From river to droplets and mist

 

Evaporation cools—we experience it on a daily basis when we step out of the shower. As water molecules transition from liquid to gaseous (vapour), they draw heat from the skin and generate a cold sensation throughout the body. This is one of the principles at work in the ten cooling cells of the heat rejection zone, a 6,000-square-metre facility located at the north end of the ITER platform.

 

A squat black building accommodates the main feature of the ITER heat rejection system: ten cooling cells that act like the familiar concrete cooling towers of an industrial power plant, whether thermal or nuclear. But whereas the upward airstream that accelerates the evaporation process occurs naturally in a conventional cooling tower, it is induced by large fans in the ITER cooling cells.

 

The advantages of induced draft cooling towers are size, cost and flexibility: their footprint is much smaller than that of a concrete cooling tower, their construction cost is significantly lower, and their flexibility is well adapted to the intermittent nature of ITER operation.

 

The efficiency of the cooling process depends of the surface through which the heat is exchanged. Similar to cooling fluid in a car engine passing through the honeycomb structure of the radiator, hot water entering the cooling cells¹ is sprinkled by a set of 4,540 spray nozzles into a stack of corrugated plastic sheets called a "fill pack." If unfolded, the total exchange surface provided by the fill pack would be on the order of 704,000 square metres, the equivalent of some 70 football fields.

 

Efficiency also depends on how long the droplets remain in contact with the fill-pack exchange surface.
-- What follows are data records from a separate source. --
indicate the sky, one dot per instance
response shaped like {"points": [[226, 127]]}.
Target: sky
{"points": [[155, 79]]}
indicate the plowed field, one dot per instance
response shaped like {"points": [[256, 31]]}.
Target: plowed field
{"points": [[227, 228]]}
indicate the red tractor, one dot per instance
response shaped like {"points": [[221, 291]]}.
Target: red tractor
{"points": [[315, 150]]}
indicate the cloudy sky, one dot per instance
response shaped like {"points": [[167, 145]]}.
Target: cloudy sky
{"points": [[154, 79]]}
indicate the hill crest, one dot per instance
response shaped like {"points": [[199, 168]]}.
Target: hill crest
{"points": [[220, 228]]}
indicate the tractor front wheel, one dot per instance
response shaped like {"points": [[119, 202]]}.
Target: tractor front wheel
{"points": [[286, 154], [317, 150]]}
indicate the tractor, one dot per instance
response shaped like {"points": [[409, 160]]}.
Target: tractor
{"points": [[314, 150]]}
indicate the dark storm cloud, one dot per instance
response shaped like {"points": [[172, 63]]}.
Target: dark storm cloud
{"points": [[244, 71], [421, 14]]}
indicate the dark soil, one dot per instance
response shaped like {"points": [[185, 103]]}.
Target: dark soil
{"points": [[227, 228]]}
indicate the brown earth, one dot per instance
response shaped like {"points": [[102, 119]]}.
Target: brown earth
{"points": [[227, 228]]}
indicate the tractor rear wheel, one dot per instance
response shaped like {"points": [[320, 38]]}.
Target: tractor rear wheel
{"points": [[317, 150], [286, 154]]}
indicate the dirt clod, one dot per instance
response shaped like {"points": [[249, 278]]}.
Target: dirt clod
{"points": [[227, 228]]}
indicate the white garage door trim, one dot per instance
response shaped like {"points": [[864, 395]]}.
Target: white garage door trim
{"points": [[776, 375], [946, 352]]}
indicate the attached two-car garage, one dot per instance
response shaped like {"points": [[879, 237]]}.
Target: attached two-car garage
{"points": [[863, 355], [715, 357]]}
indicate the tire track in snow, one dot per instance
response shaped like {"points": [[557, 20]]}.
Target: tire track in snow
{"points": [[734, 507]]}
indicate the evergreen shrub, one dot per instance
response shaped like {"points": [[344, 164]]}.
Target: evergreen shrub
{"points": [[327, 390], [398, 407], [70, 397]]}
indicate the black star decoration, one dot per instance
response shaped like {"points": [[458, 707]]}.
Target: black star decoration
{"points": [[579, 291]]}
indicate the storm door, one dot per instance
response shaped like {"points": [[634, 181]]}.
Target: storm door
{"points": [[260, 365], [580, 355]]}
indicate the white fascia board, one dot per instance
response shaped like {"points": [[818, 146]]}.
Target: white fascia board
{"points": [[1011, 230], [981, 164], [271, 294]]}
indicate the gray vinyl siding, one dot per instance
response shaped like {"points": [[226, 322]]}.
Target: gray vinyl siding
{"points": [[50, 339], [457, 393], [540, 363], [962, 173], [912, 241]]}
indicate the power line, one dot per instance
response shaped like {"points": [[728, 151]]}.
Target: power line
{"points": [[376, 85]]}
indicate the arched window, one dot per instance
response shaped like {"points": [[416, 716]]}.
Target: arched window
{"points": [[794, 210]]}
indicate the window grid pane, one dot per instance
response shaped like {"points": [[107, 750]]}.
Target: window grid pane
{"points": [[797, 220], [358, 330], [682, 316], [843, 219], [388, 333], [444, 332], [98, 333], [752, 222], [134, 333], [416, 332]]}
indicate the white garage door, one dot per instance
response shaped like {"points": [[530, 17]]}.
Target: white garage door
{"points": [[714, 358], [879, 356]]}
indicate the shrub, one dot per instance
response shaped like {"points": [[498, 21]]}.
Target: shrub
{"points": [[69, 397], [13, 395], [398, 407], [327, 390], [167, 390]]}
Left to the natural effect of gravity, the duration of contact would not be sufficient and droplets falling from the spray nozzles would not have enough time to cool to the required temperature. To remedy this, the droplets' fall is slowed by the upward draft induced by the large fan on top of every cell.

 

This upward draft creates a drag force, however, that could cause the droplets to scatter and be lost. And water—in the ITER heat rejection system like everywhere else—should not be wasted.

 

 

At the end of the process the water, now considerably cooler than when it entered the cells (27 °C), falls into the cold basin under the towers. From there, it is transported by huge vertical pumps to the different heat exchangers of the system, where it goes back to cooling the plant systems and the Tokamak secondary loop.

 

And the cycle repeats itself endlessly, extracting and rejecting the massive quantity of heat generated by the tokamak, its auxiliaries and the installation's plant systems. At full power the combined load that needs to be evacuated is of the order of one gigawatt, approximately half of it generated by the heat from the fusion reaction collected by the plasma-facing wall inside the vacuum vessel.

 

If ITER were an industrial fusion plant, the heat in the plasma-facing wall would be converted into electricity by way of steam generators, turbines and alternators. But as a research installation—with a non-steady-state experimental device—installing electricity-generating equipment would not have made sense.

 

On the roof of the squat black building that accommodates the cooling cells, seven out of ten funnel-like fan cylinders are in place. The remaining three are being assembled and will be lifted in the coming weeks. Inside the cells, 80 percent of the fill pack units are now stacked together under the spray nozzles, and about half of the 4,000 drift eliminator sheets are glued together and ready to be positioned above the fill packs, under the large fans.